The FDA's accelerated approval pathway has delivered some important new medicines to patients more quickly, but it is plagued by inconsistencies and a lack of transparency.

That's the conclusion of a just-published report (PDF) from the influential Institute for Clinical and Economic Review (ICER), which suggests that patients, manufacturers, payers, and purchasers are "frustrated" by the programme's shortcomings.

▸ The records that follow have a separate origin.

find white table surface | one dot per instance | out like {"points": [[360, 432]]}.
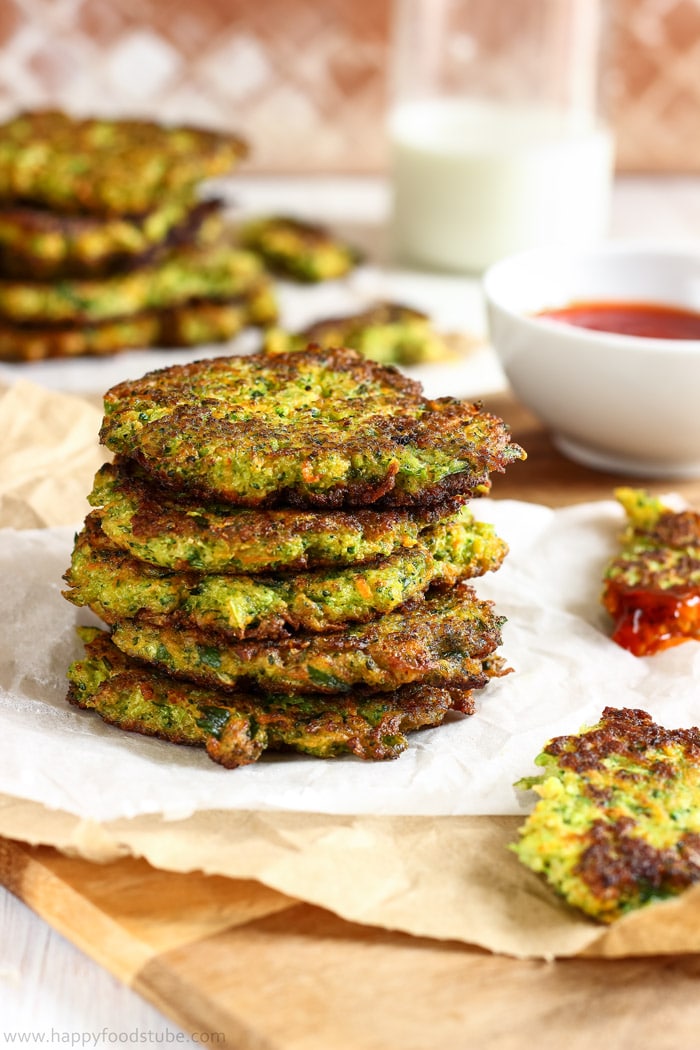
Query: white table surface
{"points": [[46, 985]]}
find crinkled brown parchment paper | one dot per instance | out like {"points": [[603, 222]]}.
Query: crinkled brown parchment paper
{"points": [[442, 877]]}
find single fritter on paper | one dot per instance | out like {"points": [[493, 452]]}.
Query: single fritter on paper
{"points": [[652, 588], [617, 824]]}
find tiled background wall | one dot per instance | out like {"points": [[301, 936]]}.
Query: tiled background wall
{"points": [[304, 79]]}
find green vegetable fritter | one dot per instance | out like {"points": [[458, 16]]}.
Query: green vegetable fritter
{"points": [[117, 586], [189, 324], [107, 167], [179, 534], [652, 587], [387, 333], [447, 639], [617, 824], [39, 245], [303, 251], [323, 428], [217, 272], [235, 729]]}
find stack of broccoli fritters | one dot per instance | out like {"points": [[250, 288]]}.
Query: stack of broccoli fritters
{"points": [[104, 244], [281, 550]]}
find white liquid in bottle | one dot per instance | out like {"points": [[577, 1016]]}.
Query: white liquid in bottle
{"points": [[474, 182]]}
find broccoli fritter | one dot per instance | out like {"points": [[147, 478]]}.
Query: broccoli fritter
{"points": [[314, 428], [217, 272], [107, 167], [387, 333], [652, 588], [117, 586], [39, 245], [189, 324], [617, 824], [168, 530], [235, 729], [302, 251], [446, 639]]}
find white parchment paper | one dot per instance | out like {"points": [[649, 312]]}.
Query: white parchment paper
{"points": [[566, 670]]}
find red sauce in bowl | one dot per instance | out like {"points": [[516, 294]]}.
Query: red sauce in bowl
{"points": [[650, 320]]}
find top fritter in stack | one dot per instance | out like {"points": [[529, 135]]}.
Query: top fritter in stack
{"points": [[281, 550], [105, 245]]}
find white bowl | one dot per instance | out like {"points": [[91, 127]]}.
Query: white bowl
{"points": [[615, 402]]}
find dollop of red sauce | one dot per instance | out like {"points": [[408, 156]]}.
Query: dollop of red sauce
{"points": [[650, 621], [650, 320]]}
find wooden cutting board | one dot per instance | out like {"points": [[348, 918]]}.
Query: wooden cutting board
{"points": [[219, 956]]}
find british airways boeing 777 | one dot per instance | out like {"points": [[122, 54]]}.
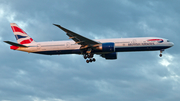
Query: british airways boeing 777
{"points": [[106, 48]]}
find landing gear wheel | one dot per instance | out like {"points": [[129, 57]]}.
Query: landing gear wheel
{"points": [[94, 59], [85, 57], [87, 61]]}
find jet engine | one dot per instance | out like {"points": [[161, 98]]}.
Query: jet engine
{"points": [[110, 55], [107, 47]]}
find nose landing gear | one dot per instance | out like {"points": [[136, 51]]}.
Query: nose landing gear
{"points": [[90, 56]]}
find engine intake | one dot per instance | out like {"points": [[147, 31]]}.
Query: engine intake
{"points": [[110, 55]]}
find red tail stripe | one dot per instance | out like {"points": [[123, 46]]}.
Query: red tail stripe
{"points": [[26, 41], [17, 29], [155, 40]]}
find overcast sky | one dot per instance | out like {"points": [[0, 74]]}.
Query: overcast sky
{"points": [[134, 76]]}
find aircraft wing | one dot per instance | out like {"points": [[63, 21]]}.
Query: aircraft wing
{"points": [[78, 38], [14, 44]]}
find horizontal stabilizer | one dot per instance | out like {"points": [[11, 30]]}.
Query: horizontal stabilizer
{"points": [[15, 44]]}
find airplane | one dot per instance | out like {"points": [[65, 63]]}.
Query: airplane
{"points": [[106, 48]]}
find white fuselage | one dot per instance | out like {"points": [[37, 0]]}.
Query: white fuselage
{"points": [[121, 45]]}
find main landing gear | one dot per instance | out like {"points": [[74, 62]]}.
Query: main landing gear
{"points": [[161, 52], [90, 56]]}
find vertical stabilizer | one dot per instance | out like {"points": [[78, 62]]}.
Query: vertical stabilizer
{"points": [[21, 36]]}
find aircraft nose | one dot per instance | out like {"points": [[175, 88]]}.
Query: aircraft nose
{"points": [[172, 44]]}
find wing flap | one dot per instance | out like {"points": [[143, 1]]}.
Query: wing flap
{"points": [[14, 44], [77, 38]]}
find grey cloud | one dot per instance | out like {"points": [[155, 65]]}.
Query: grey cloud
{"points": [[136, 76]]}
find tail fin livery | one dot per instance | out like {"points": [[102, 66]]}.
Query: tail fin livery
{"points": [[21, 36]]}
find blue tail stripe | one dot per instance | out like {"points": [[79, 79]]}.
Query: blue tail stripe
{"points": [[19, 37]]}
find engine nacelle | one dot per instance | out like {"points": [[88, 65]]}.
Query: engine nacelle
{"points": [[110, 55], [107, 47]]}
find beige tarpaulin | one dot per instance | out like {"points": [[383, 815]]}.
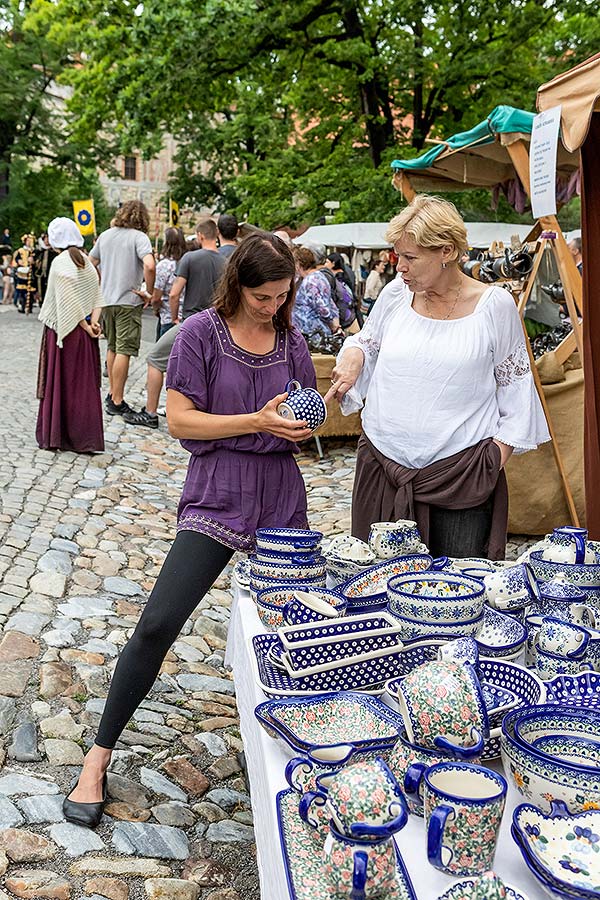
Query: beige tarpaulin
{"points": [[536, 496]]}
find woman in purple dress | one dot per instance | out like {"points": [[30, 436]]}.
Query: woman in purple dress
{"points": [[70, 413], [227, 374]]}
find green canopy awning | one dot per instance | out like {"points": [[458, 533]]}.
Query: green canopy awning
{"points": [[478, 157]]}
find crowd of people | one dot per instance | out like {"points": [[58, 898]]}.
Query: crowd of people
{"points": [[439, 368]]}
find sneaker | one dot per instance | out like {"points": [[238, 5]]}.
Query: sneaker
{"points": [[116, 410], [150, 420]]}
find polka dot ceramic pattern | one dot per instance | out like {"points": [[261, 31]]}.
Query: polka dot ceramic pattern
{"points": [[303, 862]]}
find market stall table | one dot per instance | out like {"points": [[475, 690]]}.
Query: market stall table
{"points": [[266, 759]]}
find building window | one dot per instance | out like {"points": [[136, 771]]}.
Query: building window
{"points": [[130, 168]]}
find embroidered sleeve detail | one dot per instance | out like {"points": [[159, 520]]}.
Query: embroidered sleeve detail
{"points": [[513, 368], [369, 345]]}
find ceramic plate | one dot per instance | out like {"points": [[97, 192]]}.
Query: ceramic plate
{"points": [[565, 848], [575, 690], [302, 857], [465, 890], [344, 718]]}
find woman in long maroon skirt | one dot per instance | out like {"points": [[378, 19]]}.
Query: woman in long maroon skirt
{"points": [[70, 414]]}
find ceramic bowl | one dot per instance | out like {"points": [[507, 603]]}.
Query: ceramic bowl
{"points": [[500, 635], [442, 596], [579, 750], [287, 571], [370, 586], [287, 539], [271, 601], [413, 629], [543, 779], [582, 575], [562, 847]]}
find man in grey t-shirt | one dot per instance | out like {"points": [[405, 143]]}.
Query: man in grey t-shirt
{"points": [[199, 272], [124, 257]]}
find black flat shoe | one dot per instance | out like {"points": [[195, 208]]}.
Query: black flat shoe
{"points": [[87, 815]]}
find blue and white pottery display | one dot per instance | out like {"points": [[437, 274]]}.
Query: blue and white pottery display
{"points": [[549, 665], [579, 750], [303, 404], [313, 606], [461, 650], [390, 539], [500, 635], [575, 690], [303, 863], [270, 601], [563, 638], [511, 587], [310, 568], [411, 629], [369, 587], [288, 540], [564, 847], [439, 596], [582, 575], [568, 544], [543, 779], [486, 887], [348, 718]]}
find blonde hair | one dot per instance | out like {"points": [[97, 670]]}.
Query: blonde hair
{"points": [[431, 223]]}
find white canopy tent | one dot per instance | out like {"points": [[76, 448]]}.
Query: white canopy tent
{"points": [[370, 235]]}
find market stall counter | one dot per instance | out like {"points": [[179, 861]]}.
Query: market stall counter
{"points": [[266, 759]]}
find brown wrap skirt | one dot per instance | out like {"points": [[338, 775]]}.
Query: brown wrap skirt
{"points": [[385, 491]]}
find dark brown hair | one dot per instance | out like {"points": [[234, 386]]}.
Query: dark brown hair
{"points": [[133, 214], [259, 258], [77, 256], [207, 228], [174, 245]]}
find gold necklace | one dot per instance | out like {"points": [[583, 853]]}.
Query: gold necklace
{"points": [[452, 308]]}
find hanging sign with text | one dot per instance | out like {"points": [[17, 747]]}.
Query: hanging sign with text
{"points": [[542, 162]]}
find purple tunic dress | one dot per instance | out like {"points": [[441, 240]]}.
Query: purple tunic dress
{"points": [[236, 485]]}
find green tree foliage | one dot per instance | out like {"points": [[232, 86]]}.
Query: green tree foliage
{"points": [[279, 107]]}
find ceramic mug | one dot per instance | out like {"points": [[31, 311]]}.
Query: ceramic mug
{"points": [[443, 707], [464, 804], [389, 539], [562, 638], [303, 404]]}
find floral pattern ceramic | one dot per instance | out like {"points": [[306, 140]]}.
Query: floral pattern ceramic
{"points": [[487, 887], [303, 858], [542, 779], [442, 699], [463, 823], [346, 718], [566, 848]]}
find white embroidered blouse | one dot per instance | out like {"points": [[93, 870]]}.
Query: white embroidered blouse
{"points": [[434, 387]]}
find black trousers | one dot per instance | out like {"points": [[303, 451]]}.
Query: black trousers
{"points": [[460, 532], [193, 564]]}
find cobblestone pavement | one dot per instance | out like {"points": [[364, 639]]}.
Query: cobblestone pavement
{"points": [[82, 539]]}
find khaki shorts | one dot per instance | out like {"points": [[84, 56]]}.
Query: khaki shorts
{"points": [[158, 357], [122, 326]]}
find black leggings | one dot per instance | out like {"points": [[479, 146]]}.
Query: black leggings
{"points": [[192, 566]]}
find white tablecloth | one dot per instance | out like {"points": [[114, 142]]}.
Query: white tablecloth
{"points": [[266, 759]]}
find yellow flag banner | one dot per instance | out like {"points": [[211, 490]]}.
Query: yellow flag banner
{"points": [[83, 213], [173, 213]]}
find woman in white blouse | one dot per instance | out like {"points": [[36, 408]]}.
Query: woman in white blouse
{"points": [[443, 371]]}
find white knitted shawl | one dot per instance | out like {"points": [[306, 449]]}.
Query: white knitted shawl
{"points": [[71, 295]]}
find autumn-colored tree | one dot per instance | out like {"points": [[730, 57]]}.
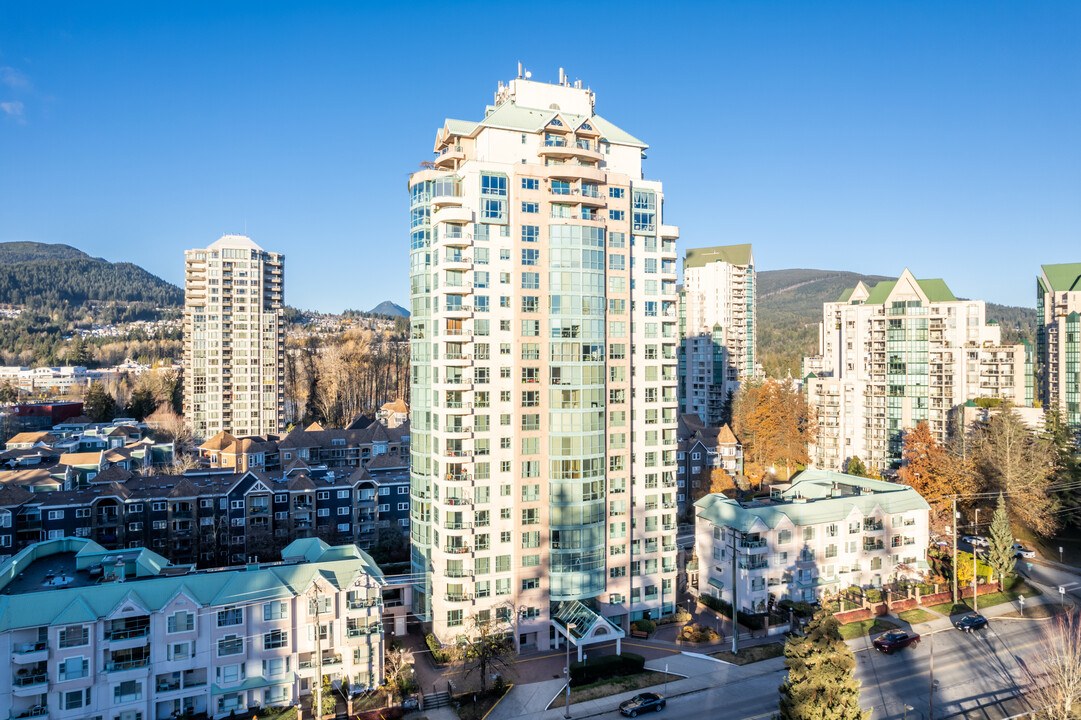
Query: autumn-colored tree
{"points": [[775, 424], [931, 470]]}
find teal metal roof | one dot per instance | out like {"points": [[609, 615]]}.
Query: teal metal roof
{"points": [[810, 501], [731, 254], [338, 565], [1065, 276], [511, 116]]}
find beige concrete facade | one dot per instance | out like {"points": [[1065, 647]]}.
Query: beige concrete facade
{"points": [[898, 354], [544, 336], [234, 338]]}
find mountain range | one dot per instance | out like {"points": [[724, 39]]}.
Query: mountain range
{"points": [[40, 276], [386, 307], [789, 310]]}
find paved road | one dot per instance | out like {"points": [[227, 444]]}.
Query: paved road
{"points": [[970, 671]]}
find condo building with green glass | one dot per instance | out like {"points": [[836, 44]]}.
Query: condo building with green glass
{"points": [[717, 329], [897, 354], [1058, 340], [544, 360]]}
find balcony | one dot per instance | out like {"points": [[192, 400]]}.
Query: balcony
{"points": [[120, 666], [25, 684], [458, 597], [27, 653], [450, 156]]}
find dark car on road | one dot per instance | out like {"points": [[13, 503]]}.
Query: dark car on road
{"points": [[971, 622], [641, 703], [895, 640]]}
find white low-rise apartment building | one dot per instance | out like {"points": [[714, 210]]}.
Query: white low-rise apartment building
{"points": [[123, 635], [898, 354], [822, 533]]}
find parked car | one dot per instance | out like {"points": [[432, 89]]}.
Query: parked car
{"points": [[895, 640], [642, 703], [971, 622]]}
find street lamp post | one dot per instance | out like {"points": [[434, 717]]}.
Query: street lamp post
{"points": [[975, 582], [566, 707]]}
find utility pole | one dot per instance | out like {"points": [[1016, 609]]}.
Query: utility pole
{"points": [[955, 549], [735, 583], [931, 695], [975, 583]]}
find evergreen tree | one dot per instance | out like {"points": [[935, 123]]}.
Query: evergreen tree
{"points": [[98, 405], [1000, 556], [819, 684], [142, 403]]}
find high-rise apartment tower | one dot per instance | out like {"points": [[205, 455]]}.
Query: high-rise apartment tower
{"points": [[234, 338], [718, 329], [1058, 340], [897, 354], [544, 389]]}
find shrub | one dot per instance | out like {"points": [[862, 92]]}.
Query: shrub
{"points": [[800, 609], [697, 634], [605, 666], [438, 654], [752, 622]]}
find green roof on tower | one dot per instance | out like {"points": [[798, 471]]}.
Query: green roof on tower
{"points": [[731, 254], [1066, 276]]}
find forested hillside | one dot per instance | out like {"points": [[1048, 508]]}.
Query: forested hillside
{"points": [[43, 276], [789, 310]]}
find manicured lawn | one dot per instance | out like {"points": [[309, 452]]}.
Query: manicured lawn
{"points": [[468, 710], [858, 629], [753, 654], [1017, 589], [917, 615], [613, 687]]}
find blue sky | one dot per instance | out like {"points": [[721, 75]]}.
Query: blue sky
{"points": [[865, 136]]}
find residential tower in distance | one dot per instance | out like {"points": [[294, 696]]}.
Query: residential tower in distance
{"points": [[234, 338], [897, 354], [717, 329], [1058, 340], [544, 396]]}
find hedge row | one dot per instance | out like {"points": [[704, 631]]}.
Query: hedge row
{"points": [[756, 622], [605, 666]]}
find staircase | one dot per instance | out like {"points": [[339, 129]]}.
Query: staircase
{"points": [[437, 700]]}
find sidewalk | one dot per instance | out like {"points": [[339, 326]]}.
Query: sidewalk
{"points": [[702, 674]]}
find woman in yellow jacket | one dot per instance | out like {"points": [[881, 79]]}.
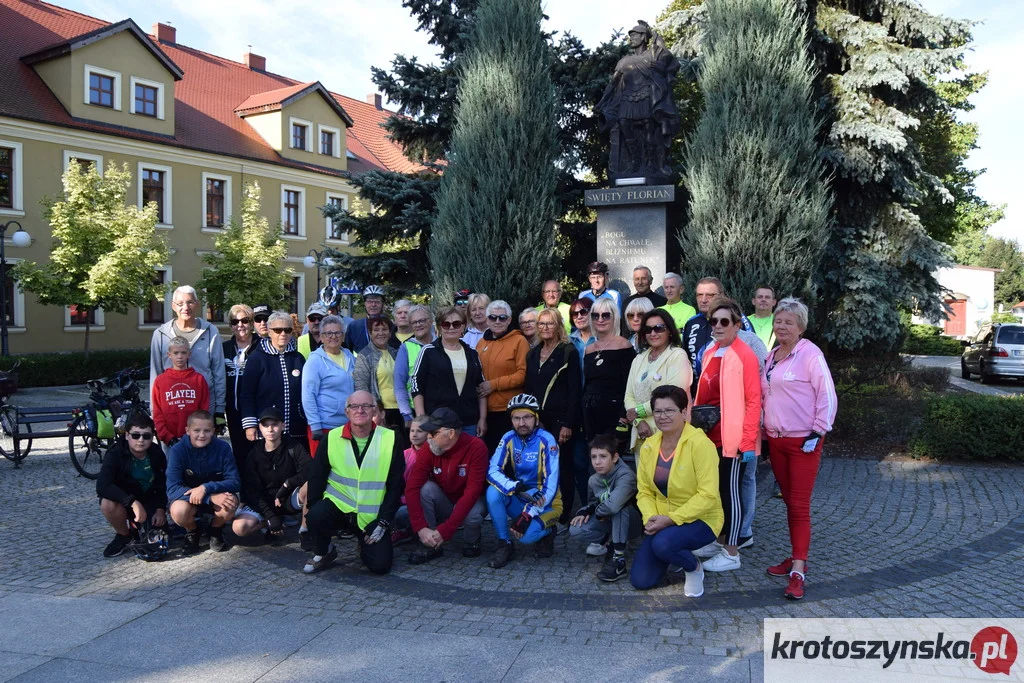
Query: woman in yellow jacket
{"points": [[677, 494]]}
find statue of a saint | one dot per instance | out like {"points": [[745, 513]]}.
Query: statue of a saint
{"points": [[639, 110]]}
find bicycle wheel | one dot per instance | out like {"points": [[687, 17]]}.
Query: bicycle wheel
{"points": [[86, 449], [9, 445]]}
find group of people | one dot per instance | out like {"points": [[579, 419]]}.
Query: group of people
{"points": [[612, 420]]}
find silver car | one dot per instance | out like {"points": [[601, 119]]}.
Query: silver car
{"points": [[997, 350]]}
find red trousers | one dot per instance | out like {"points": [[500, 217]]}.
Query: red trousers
{"points": [[796, 472]]}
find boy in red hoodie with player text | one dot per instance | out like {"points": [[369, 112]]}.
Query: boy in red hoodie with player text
{"points": [[176, 393]]}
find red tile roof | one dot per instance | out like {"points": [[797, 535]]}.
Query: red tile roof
{"points": [[206, 98]]}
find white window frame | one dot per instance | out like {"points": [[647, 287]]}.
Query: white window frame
{"points": [[302, 212], [168, 295], [293, 121], [227, 202], [89, 71], [135, 80], [17, 185], [168, 222], [100, 325], [327, 221], [17, 324], [71, 155], [336, 146]]}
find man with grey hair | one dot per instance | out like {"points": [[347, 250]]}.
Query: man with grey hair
{"points": [[204, 339]]}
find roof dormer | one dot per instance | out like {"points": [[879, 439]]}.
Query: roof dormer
{"points": [[115, 75], [302, 122]]}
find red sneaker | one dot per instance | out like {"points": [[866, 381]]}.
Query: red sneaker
{"points": [[795, 591], [781, 569]]}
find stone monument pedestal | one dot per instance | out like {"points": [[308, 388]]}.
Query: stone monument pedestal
{"points": [[632, 230]]}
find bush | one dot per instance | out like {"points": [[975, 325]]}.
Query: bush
{"points": [[928, 340], [59, 369], [972, 427]]}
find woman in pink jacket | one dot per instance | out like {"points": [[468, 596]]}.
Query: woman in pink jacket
{"points": [[799, 411]]}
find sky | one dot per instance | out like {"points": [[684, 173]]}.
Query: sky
{"points": [[338, 42]]}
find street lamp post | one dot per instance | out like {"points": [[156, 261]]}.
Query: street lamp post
{"points": [[19, 239]]}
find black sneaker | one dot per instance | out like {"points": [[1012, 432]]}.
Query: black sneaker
{"points": [[505, 552], [117, 546], [613, 569], [425, 555], [192, 543], [545, 547]]}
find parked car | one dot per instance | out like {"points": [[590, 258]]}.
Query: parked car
{"points": [[997, 350]]}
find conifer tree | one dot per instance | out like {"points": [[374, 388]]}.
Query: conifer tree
{"points": [[496, 204], [759, 209]]}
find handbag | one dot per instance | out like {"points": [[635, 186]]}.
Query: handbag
{"points": [[705, 417]]}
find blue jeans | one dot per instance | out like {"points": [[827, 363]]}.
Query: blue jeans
{"points": [[503, 508], [749, 495], [670, 546]]}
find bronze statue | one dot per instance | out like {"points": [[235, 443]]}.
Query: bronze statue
{"points": [[639, 109]]}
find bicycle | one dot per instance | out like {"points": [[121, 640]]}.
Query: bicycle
{"points": [[96, 426], [13, 445]]}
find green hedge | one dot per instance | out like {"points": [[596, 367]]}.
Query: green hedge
{"points": [[972, 427], [928, 340], [43, 370]]}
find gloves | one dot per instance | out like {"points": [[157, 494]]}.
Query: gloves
{"points": [[376, 530], [811, 442]]}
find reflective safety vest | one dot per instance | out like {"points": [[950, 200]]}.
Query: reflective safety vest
{"points": [[354, 488]]}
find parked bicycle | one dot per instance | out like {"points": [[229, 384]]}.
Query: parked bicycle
{"points": [[95, 426]]}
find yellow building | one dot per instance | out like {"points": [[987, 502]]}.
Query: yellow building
{"points": [[195, 129]]}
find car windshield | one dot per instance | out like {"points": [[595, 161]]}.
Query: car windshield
{"points": [[1014, 335]]}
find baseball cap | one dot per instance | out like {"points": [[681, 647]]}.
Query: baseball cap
{"points": [[442, 417]]}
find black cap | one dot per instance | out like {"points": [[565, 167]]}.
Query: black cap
{"points": [[271, 413], [442, 417]]}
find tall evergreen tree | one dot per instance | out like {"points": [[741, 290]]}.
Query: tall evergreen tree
{"points": [[496, 204], [759, 209], [881, 67]]}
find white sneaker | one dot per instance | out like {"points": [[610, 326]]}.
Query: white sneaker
{"points": [[693, 588], [722, 562], [711, 550]]}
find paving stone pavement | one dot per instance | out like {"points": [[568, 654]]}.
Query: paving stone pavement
{"points": [[891, 539]]}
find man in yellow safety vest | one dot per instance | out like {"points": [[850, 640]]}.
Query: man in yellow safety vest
{"points": [[355, 484]]}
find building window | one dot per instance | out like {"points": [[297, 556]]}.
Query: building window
{"points": [[293, 211], [214, 202], [145, 99]]}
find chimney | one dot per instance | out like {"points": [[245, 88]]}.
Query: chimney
{"points": [[165, 33], [254, 61]]}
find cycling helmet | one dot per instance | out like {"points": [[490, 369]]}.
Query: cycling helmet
{"points": [[524, 401]]}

Accelerated approval based on surrogate or intermediate endpoint is an option for medicines intended to treat serious conditions, as long as there is a strong biological case for the therapy and developers agree to carry out trials to verify its safety and efficacy. If that happens, the drug can be upgraded to a full approval.

"The goal of the accelerated approval pathway has always been to ensure that patients receive innovative treatments faster," said Sarah Emond, president and chief executive of ICER.

"We can point to several successes where patients have benefited from expedited access to transformative medications," she added, alluding to drugs like Novartis' Gleevec (imatinib) for chronic myeloid leukaemia (CML), MSD's cancer immunotherapy Keytruda (pembrolizumab), and antiretrovirals for HIV.

On the other hand, some accelerated approvals have been controversial, such as Biogen/Eisai's ill-fated Alzheimer's disease therapy Aduhelm (aducanumab), now removed from the market amid questions about its efficacy, and Sarepta's gene therapy for Duchenne muscular dystrophy, Elevidys (delandistrogene moxeparvovec), which has seen its use restricted due to concerns about liver toxicity.

The report lists a series of recommendations to improve the pathway, including strengthening the selection of surrogate endpoints, requiring greater use of randomised controlled trials, creating a new label alert and patient educational materials for drugs with accelerated approvals, and stricter enforcement to make sure confirmatory trials are completed.

"There are […] many instances of regulatory inconsistency, lagged development of confirmatory trial data, and access restrictions that have limited patient use," said Emond. "The policy options laid out in this paper are designed to build on the successes of the accelerated approval pathway and address the challenges that remain, in service to affordable access for patients."

ICER's review does not touch upon the FDA's recently introduced national priority review scheme, which can deliver a decision within a matter of weeks and has also attracted some debate, with critics expressing concern that the selection process is opaque, the scheme lacks statutory backing, that political appointees, rather than career regulators, are carrying out the reviews, and that recipients may be selected for political reasons.

The report also comes as the FDA has been trumpeting a new regulatory framework for personalised medicines based on a "plausible mechanism," which could see therapies authorised after testing on a tiny number of patients.